Identifier des marqueurs prédictifs de chute dans l'ostéoporose

Une étude inédite avec des semelles connectées

Par
Karelle Goutorbe -
Publié le 27/06/2019
semelles connectées

semelles connectées
Crédit photo : DR

« La prise en charge de l'ostéoporose est insuffisante et le nombre de fracture augmente en France : on constate une hausse de 30 % des fractures de hanche chez les plus de 84 ans entre 2004 et 2013 », explique le Dr Karine Briot. À partir de 50 ans, un tiers des femmes et un homme sur cinq subiront une fracture au cours du reste de leur vie.

« Pour optimiser la prise en charge des patients à risque de fractures, il faut diminuer le risque de chute », ajoute le Dr Briot. Responsables annuellement de 12 000 décès par an et de 2 milliards d'euros de dépenses pour les collectivités en France, les chutes des personnes âgées sont la principale cause de fractures. « Chez les sujets de plus de 65 ans, la fréquence des chutes est estimée à environ 30 à 40 %. C'est également le premier motif de consultation aux urgences pour les patients de plus de 70 ans », rappelle la rhumatologue. De plus, les conséquences sont loin d'être négligeables. « Dans l'année qui suit une chute, le risque de nouvelle chute est multiplié par 20 et de décès par 4. C'est aussi un tournant dans la perte d'autonomie et une des premières causes de l'entrée en institution ». Recommandée par la Haute Autorité de Santé, l'identification du risque de chutes, surtout pour les sujets à risque d'ostéoporose, devient donc cruciale, d'autant plus qu'il existe des solutions pour y remédier. « Ce qui marche le mieux, ce sont les exercices physiques pour améliorer l'équilibre. Le Taï Chi, par exemple, a démontré son efficacité dans la réduction du risque de chute », ajoute le Dr Briot.
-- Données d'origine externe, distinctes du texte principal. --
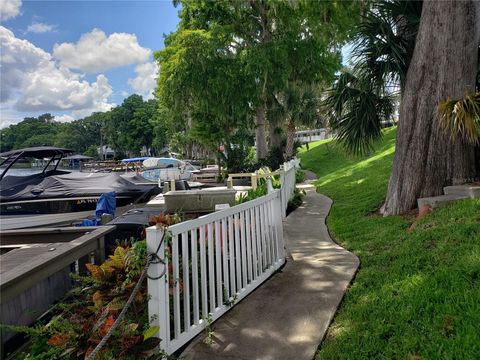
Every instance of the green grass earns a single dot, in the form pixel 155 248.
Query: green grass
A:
pixel 417 293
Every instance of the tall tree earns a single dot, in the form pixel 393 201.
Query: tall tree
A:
pixel 255 38
pixel 444 65
pixel 430 53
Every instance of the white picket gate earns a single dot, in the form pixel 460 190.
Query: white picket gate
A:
pixel 214 261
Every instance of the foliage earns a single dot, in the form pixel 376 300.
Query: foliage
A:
pixel 30 132
pixel 90 310
pixel 126 128
pixel 299 176
pixel 461 117
pixel 229 58
pixel 364 96
pixel 416 293
pixel 357 110
pixel 239 155
pixel 262 188
pixel 252 194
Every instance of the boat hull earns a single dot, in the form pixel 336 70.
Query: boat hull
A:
pixel 58 205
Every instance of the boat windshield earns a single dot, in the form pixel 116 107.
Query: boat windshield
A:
pixel 21 168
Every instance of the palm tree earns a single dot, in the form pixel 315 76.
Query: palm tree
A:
pixel 364 96
pixel 420 52
pixel 461 117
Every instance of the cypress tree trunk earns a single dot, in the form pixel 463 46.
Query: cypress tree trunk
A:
pixel 443 66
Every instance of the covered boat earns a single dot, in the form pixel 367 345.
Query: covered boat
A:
pixel 54 191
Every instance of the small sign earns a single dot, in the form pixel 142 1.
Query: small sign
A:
pixel 221 207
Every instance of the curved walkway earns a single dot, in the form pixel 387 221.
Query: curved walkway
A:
pixel 287 317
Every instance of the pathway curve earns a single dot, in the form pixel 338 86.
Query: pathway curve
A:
pixel 287 317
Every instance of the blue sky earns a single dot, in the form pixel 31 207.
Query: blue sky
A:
pixel 71 58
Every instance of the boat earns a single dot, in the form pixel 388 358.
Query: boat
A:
pixel 165 169
pixel 54 195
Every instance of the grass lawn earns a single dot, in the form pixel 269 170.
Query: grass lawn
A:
pixel 417 293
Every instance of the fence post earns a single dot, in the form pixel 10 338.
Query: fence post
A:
pixel 279 215
pixel 283 191
pixel 158 306
pixel 254 181
pixel 269 185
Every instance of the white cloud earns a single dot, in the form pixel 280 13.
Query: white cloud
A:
pixel 146 80
pixel 41 28
pixel 9 9
pixel 34 82
pixel 96 52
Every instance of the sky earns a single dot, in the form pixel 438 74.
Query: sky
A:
pixel 72 58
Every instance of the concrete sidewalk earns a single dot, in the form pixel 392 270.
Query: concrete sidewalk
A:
pixel 287 317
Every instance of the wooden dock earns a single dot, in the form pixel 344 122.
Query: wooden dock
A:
pixel 35 268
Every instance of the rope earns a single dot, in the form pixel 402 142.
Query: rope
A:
pixel 152 258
Des semelles connectées pour analyser la marche à domicile

Une étude va être menée au sein du service de rhumatologie de l'hôpital Cochin pendant 18 mois : 6 mois d'inclusion et un an de suivi rythmé par trois visites à 0, 6 et 12 mois. Elle portera sur 250 patients âgés de plus de 60 ans à risque élevé de fracture et de chute. « L'intérêt de cette étude prospective monocentrique est d'utiliser des semelles connectées pour améliorer la prédiction du risque de chute », explicite le Dr Briot. « Nous allons pour la première fois avoir accès à différents paramètres de marche, sous forme de données quantifiées, au domicile du patient », explique Mr Alexis Mathieu, cofondateur de la société FeetMe à l'origine des semelles connectées. En effet, les patients porteront les semelles pendant trois jours chez eux et rapporterons les enregistrements lors de l'initiation de l'étude, puis à 6 et 12 mois. Dans une semelle, sont intégrés 19 capteurs de pression, un capteur de mouvements et un micro-ordinateur. Rechargeables sans fil, ces semelles sont déjà utilisées dans différentes pathologies, comme la maladie de Parkinson, depuis plus de 7 ans par plus de 800 patients. Le kit de semelles nécessaire à cette étude, contenant différentes pointures, est au prix de 12 500 euros.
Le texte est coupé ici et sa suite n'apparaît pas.